About task execution

Upon execution, your task gets broken down into modular units called jobs. Each job is then executed when its inputs become available. Jobs are carried out on compute instances, a process orchestrated by the Scheduling Algorithm. You can control task execution by setting certain parameters that the Scheduling Algorithm bases its decisions on.


Jobs are the various steps of your task execution and include tool executions, file uploading/downloading, and retrieval of Docker images.

A job is created for every tool execution. Most of the time a single tool will execute only once per workflow, thus giving a single job per task.

In some cases, however, a tool may be run multiple times to process individual parts of a large input more efficiently. This yields multiple jobs per tool. A tool may also be executed multiple times if one of its inputs is a list whose elements are to be processed in parallel.


When you run an analysis, it gets executed on a computational instance from the cloud infrastructure provider (Amazon Web Services or Google Cloud Platform).

The computation instances appear as remote computers capable of executing generic software and are referred to as instances.

As with any computer, an instance will have a number of CPU cores, memory, hard disk, and network resources.

The CGC provides the infrastructure that controls instances throughout the execution of your analysis.


There are several cases in which a task can be temporarily queued:

  1. The task has been just submitted and is awaiting execution.
  2. The maximum number of parallel instances for your account has been reached.
  3. Some of the cloud infrastructure resources required for task execution are not available.

In cases 2 and 3 above, task status will change back from QUEUED to RUNNING when the required parallel instances or cloud infrastructure resources become available. This change of task status can happen several times during execution.

When a task is queued due to reaching the maximum allowed number of parallel instances per user account, the time required for the task to change its state from QUEUED back to RUNNING can depend on several factors such as:

  • size of input files,
  • time it takes for the tool or workflow to execute,
  • availability of instances - e.g. whether the required instance type is available immediately.

To ensure that all users can run their tasks on the CGC, each individual user has a limit of 80 parallel instances. This instance limit is implemented because the number of parallel instances used in total by the CGC is limited by Amazon Web Services (AWS), the CGC’s underlying cloud service provider.
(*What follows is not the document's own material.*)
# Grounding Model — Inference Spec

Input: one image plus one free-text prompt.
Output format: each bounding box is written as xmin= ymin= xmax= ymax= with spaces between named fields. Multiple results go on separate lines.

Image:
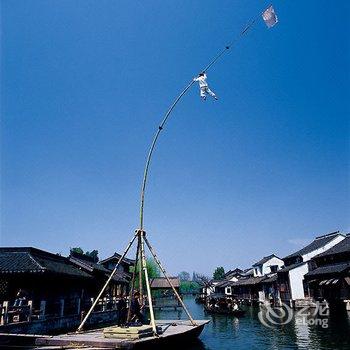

Even though this means that tasks requiring more than 80 instances might take longer to complete, it ensures that instances are available for all CGC users to run their tasks.

The limit is applied as the cumulative maximum number of parallel instances per user, for all tasks in all projects created by the user. To understand how the limit works, please consider the following example:

  1. User rfranklin has two projects on the CGC, named WGS and WES.
  2. In WES, rfranklin is currently running a batch task that is using 56 parallel instances.
  3. In WGS, rfranklin starts another batch task that requires 42 parallel instances. As the limit of 80 parallel instances is applied per user, this means that the task in WGS will be able to use only 24 instances (80 minus the 56 used by the task in WES), while the remaining instances are allocated as either of the two running tasks releases them.

Users who are added to a project also run their tasks within the project creator’s parallel instance limit. In the example above, if rfranklin finally adds user jsmith to one of the projects, WES or WGS, and jsmith tries to run a task, this task will be queued as rfranklin is already using the maximum allowed number of parallel instances.

For more general information about different task states, please refer to the list of task statuses.


The process of assigning and launching instances that fit the tool executions in a task is called scheduling.

The orchestration of job execution as well as instance provision is carried out by the our bespoke Scheduling Algorithm.

When a tool is about to be executed, the Scheduling Algorithm picks the best instance based on the tool's resource requirements. The Scheduling Algorithm may launch that job on an active instance, side-by-side with an earlier job from the same task, or it may decide to launch a new instance to host the new job.

Controlling execution

You can control the execution of your task by customizing parameters the Scheduling Algorithm works with.

The parameters you can tune are the types of instance(s) used for your analysis, as well as how many of each instance type can be used in parallel.

These parameters can be attached to tools and workflows that the Scheduling Algorithm will respect when deciding which tool runs where. Those parameters are called execution hints.

The CGC understands and implements tools, workflows, jobs and execution as prescribed by the Common Workflow Language (CWL).